Jackpot! is the new painfully mediocre film from director Paul Feig. The film is a straight-to-streaming title courtesy of Amazon Studios and feels exactly like a straight-to-video film.
Jackpot! starts with the briefest of lore explanations introducing audiences to a Los Angeles set in the not-too-distant future. After a second great depression the state of California, desperately in need of money, decides to create a new lottery system. The new lottery brings in tons of money for the state and is a hit with the residents of the state. The winners of the lottery are free to bathe in their new riches as long as they survive until sundown. Once the winner is announced, everyone in the city knows who the person is and they can claim that money for themselves, given they kill the winner.
There are a lot of big themes and heady ideas introduced in Jackpot!. There are touches of the famous lottery short story, themes of corporate greed, and big ideas about fame and celebrity. Unfortunately, the film bumbles all of these ideas and essentially is just The Purge as a mid-tier comedy.
Plot

Jackpot! stars Awkwafina as the lucky lotto winner Katie Kim.
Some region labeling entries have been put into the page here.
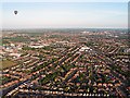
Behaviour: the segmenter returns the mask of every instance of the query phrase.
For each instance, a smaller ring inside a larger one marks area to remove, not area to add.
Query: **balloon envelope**
[[[14,11],[14,14],[17,14],[17,11]]]

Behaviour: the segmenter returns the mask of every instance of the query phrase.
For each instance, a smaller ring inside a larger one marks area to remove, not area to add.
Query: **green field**
[[[15,65],[16,63],[10,60],[3,60],[3,61],[0,61],[0,64],[1,64],[0,69],[6,69]]]

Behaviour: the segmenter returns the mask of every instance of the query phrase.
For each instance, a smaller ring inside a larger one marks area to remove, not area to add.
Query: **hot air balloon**
[[[14,11],[14,14],[17,14],[17,11]]]

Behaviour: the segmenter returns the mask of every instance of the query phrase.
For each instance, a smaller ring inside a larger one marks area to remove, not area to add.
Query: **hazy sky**
[[[14,14],[14,10],[18,14]],[[3,28],[127,27],[127,2],[4,2]]]

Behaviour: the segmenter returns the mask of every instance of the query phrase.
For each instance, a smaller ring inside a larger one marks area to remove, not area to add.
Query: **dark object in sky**
[[[14,14],[17,14],[17,11],[14,11]]]

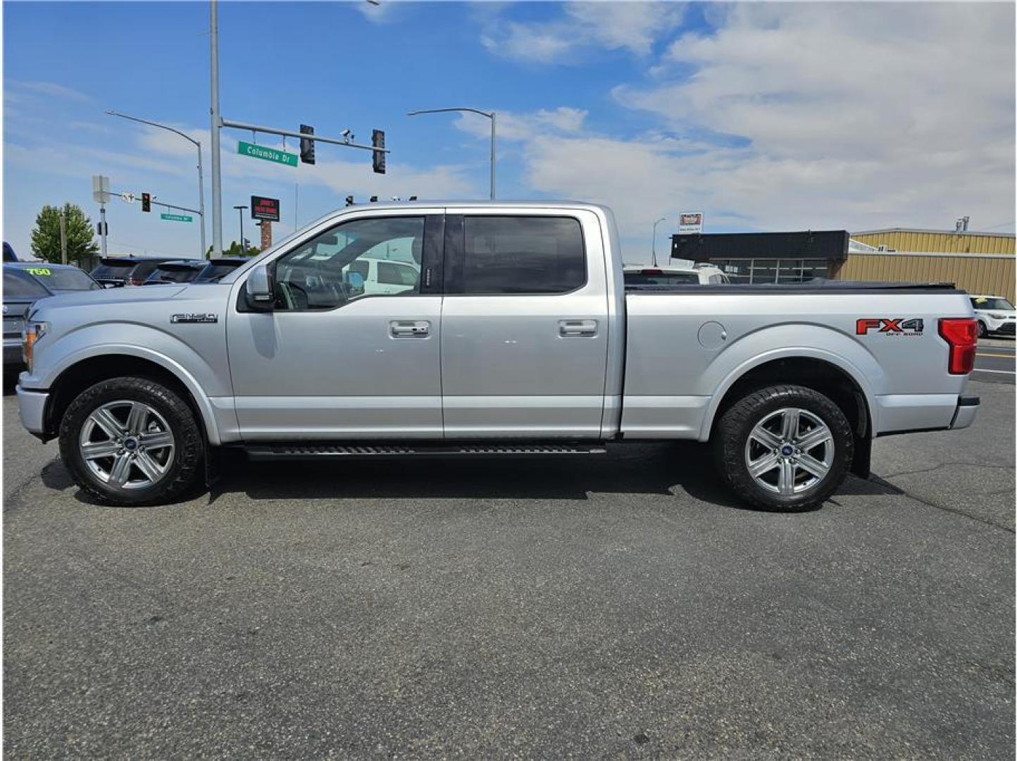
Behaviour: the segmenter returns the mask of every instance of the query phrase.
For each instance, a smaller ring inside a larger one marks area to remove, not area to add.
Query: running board
[[[606,455],[600,445],[577,444],[272,444],[245,447],[251,460],[318,460],[370,457],[455,457],[472,456],[546,456]]]

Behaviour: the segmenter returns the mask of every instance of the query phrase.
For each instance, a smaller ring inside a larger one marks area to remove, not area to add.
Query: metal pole
[[[666,220],[667,217],[661,217],[659,220],[653,223],[653,266],[657,266],[657,225]]]
[[[223,177],[219,155],[219,6],[212,0],[212,252],[223,255]]]
[[[67,264],[67,215],[60,210],[60,264]]]
[[[208,249],[204,246],[204,177],[201,173],[201,143],[197,143],[197,208],[201,218],[201,258],[208,257]]]
[[[491,200],[494,200],[494,120],[497,114],[491,112]]]
[[[103,226],[103,234],[99,238],[103,243],[103,258],[106,258],[106,201],[99,203],[99,221]]]

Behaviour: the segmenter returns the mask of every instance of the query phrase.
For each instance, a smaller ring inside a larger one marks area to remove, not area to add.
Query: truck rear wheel
[[[160,505],[192,486],[201,463],[198,422],[177,392],[144,377],[81,392],[60,422],[60,456],[97,501]]]
[[[794,512],[823,504],[840,486],[854,438],[844,413],[823,394],[770,386],[721,415],[713,447],[721,478],[739,499]]]

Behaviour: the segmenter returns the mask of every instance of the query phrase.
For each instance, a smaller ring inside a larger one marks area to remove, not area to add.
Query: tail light
[[[966,375],[974,367],[974,350],[978,345],[978,324],[968,317],[943,317],[940,336],[950,345],[951,375]]]

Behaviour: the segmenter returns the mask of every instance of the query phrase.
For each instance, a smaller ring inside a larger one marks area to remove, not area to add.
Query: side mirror
[[[275,294],[272,288],[272,275],[268,273],[267,265],[258,265],[247,277],[245,284],[247,290],[247,300],[254,307],[272,308],[275,302]]]

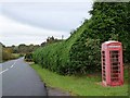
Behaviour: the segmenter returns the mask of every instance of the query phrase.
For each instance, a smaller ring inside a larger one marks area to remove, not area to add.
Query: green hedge
[[[101,70],[101,44],[113,39],[123,44],[125,61],[130,62],[128,7],[129,3],[95,2],[90,20],[68,39],[36,50],[34,61],[58,74],[93,73]]]

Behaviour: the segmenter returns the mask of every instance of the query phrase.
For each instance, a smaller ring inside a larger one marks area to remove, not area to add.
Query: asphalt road
[[[47,96],[44,84],[24,58],[2,63],[0,75],[2,96]]]

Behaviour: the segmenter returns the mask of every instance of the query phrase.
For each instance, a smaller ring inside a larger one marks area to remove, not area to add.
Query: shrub
[[[95,2],[90,20],[68,39],[36,50],[34,61],[58,74],[93,73],[101,70],[101,44],[113,39],[122,42],[130,62],[129,4]]]

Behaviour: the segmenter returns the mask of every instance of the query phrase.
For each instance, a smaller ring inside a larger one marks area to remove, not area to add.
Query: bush
[[[113,39],[122,42],[125,61],[130,62],[128,7],[121,2],[95,2],[90,20],[67,40],[36,50],[34,61],[58,74],[93,73],[101,70],[101,44]]]

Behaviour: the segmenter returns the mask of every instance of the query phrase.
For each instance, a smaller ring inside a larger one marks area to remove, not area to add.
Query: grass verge
[[[31,64],[41,79],[50,87],[56,87],[72,95],[78,96],[128,96],[128,70],[125,70],[125,85],[117,87],[103,87],[101,75],[86,76],[63,76],[49,70],[42,69],[38,64]]]

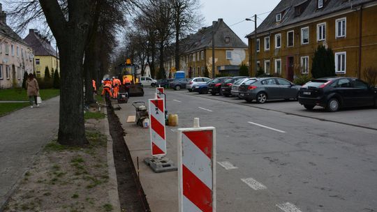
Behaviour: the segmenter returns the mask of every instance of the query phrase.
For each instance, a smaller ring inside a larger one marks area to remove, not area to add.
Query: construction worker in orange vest
[[[118,93],[119,92],[119,86],[121,82],[117,77],[112,77],[112,87],[114,88],[114,98],[118,98]]]
[[[112,93],[111,93],[111,81],[108,78],[103,81],[103,90],[102,91],[101,96],[105,95],[105,92],[109,93],[110,96],[112,97]]]
[[[93,84],[93,93],[97,94],[97,87],[96,86],[96,81],[91,80],[91,83]]]

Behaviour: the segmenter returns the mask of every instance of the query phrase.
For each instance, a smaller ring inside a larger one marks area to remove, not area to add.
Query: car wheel
[[[314,105],[304,105],[304,107],[306,108],[306,109],[312,110],[313,108],[314,107]]]
[[[339,101],[336,98],[331,98],[327,103],[326,110],[328,112],[337,112],[339,109]]]
[[[263,104],[267,101],[267,97],[266,93],[260,92],[257,94],[256,100],[257,103]]]
[[[202,94],[207,94],[207,93],[208,93],[208,89],[202,89],[202,91],[200,91],[200,93],[202,93]]]

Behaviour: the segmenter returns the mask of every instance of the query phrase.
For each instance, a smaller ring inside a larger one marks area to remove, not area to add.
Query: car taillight
[[[256,89],[256,88],[257,88],[257,86],[255,86],[255,85],[249,85],[249,86],[247,87],[247,89],[248,89],[248,90],[253,90],[253,89]]]
[[[332,80],[330,80],[330,81],[327,81],[326,82],[325,82],[324,84],[320,85],[319,88],[320,89],[323,89],[324,87],[325,87],[327,84],[330,84],[332,82]]]

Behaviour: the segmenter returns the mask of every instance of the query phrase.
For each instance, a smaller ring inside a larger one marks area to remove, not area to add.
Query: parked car
[[[150,85],[151,86],[156,86],[157,80],[154,80],[149,77],[140,77],[140,82],[143,86]]]
[[[208,93],[208,85],[213,80],[211,80],[204,84],[197,84],[193,87],[193,91],[198,92],[201,94]]]
[[[223,94],[225,96],[229,96],[232,95],[230,93],[230,91],[232,90],[232,86],[233,85],[233,83],[236,82],[238,80],[241,79],[245,79],[247,78],[247,77],[233,77],[230,79],[228,79],[226,81],[224,81],[223,83],[221,83],[221,94]]]
[[[192,92],[193,86],[200,84],[205,84],[209,80],[211,80],[211,79],[207,77],[194,77],[190,80],[190,82],[187,82],[186,88],[188,91]]]
[[[186,89],[186,84],[190,80],[191,78],[175,79],[169,84],[169,87],[175,91],[179,91],[182,89]]]
[[[230,79],[232,77],[222,77],[214,78],[212,82],[208,85],[208,92],[212,95],[216,93],[221,94],[221,83],[228,79]]]
[[[296,99],[301,86],[279,77],[256,78],[239,86],[239,96],[251,103],[256,100],[265,103],[267,100]]]
[[[256,79],[256,78],[243,78],[243,79],[239,79],[237,80],[236,82],[235,82],[232,85],[232,89],[230,90],[230,93],[232,94],[232,96],[238,96],[238,98],[239,98],[239,91],[238,91],[238,89],[239,88],[239,86],[242,83],[251,79]]]
[[[353,77],[313,80],[300,90],[299,103],[307,109],[323,107],[329,112],[356,106],[377,107],[377,89]]]
[[[161,86],[161,87],[168,88],[169,84],[172,82],[174,79],[163,79],[157,80],[156,83],[156,86]]]

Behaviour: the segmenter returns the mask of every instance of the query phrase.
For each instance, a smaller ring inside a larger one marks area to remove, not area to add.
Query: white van
[[[155,86],[157,81],[149,77],[140,77],[140,82],[143,86],[150,85]]]

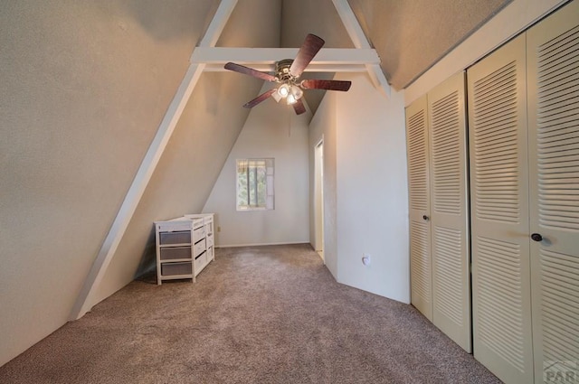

She is a former child actress who moves back to LA in an attempt to restart her career. John Cena is our second lead and he plays a freelance lottery winner bodyguard named Noel. He offers to protect Katie for the entire day in exchange for a small ten percent stake in her winnings. Throughout the film Katie and Noel fight off bad guys, mega-corporations, and road warrior gangs in slapstick action comedy sequences.
Most of the humor is derived from one-liners and slapstick action. Paul Feig has never been great at shooting action and it’s never been more apparent than here. There are some cool set pieces and comedic tropes, but they all fall flat. The dialogue and jokes are painful at times and there is little fun in this brightly-lit comedy aside from some random cameo’s.
R Rated Comedies

Jackpot! is an R-rated comedy but there is nothing here deserving of that rating. Vince Vaughn recently lamented the disappearances of hard R comedies on Sean Evans Hot Ones and the exclusion of these comedies in Hollywood is painfully evident here. The dialogue is bad, there is no real violence to speak of, and the jokes are safe and inoffensive.
About midway through the film Awkwafina dons a disguise to hide her from the thousands of crazed Angelinos attempting to murder her. Her costume is a stereotypical old Asian man. A Mr. Miyagi type that littered kung fu films and 80s action ripoffs. The film decides to put her in this character and then make a total of zero offensive stereotype jokes, choosing instead to make a joke about gender pay discrimination and urinating while standing.
This scene is standard fair for the entire film. Every chance Jackpot! gets to push the envelope they instead choose a juvenile route. There are poop and fart jokes galore, making the whole film feel like it was written by middle schoolers. My goal isn’t to lament the ultra-offensive comedy films of the early 2000s, but I will point out that the number one movie this summer is an R-rated comedy from Disney. Deadpool and Wolverine has more violence and adult humor than Jackpot! and while Deadpool doesn’t exactly push the envelope, it makes a case for its R rating. Jackpot! could be PG-13 with just a small number of edits. This is a shame coming from the director who made a glitzy twist-filled thriller whose film’s heroine had an illicit incestual affair.
Straight-to-Streaming

Jackpot! feels exactly how you’d expect a straight-to-streaming release to feel. The entire film is brightly lit, the limiting budget is seen throughout, and the cameos are all weird C-list celebrities who are hard to spot. Sean William Scott begins the film before meeting the mildest of ends, Stanly from the office shows up for a second, and New York comedian Murray Hill has an over-the-top bit role. It all feels so cheesy that I was half expecting the film to begin with National Lampoon or American Pie presents: Jackpot!
There are some brief moments of fun in the film. John Cena and Awkwafino do play well off each other, I just wish they were in a different movie. It is great to see Simu Lui play against Awkwafina again but his character is so one note you can see his turn coming from a mile away. That’s the case for every character here though. They are all outrageously single-minded with no development and minuscule arcs.
Unrealized Themes

Jackpot’s biggest sin is its avoidance of anything serious. The film swerves at every chance it has to say something meaningful. The comedy is grossly inoffensive as is the realization of its themes. Jackpot! wants to say something powerful about fame and greed. It wants to create a believable world where people mindlessly murder their fellow citizens for a piece of the pie. The film wants us to believe there are good people in a world full of evil but it never does anything to realize these themes.
The evil people here are evil and have no redemption arc. The good people are good and never once even consider doing the wrong thing. Mega-corporations exist only to make money and they have no qualms about murdering for a bigger payday. There are interesting subtexts here but no follow-through. The best part of a movie about capitalism, greed, and poverty is a cameo by Machine Gun Kelly. Jackpot! is a 5 out of 10 mediocre film that is easily skippable.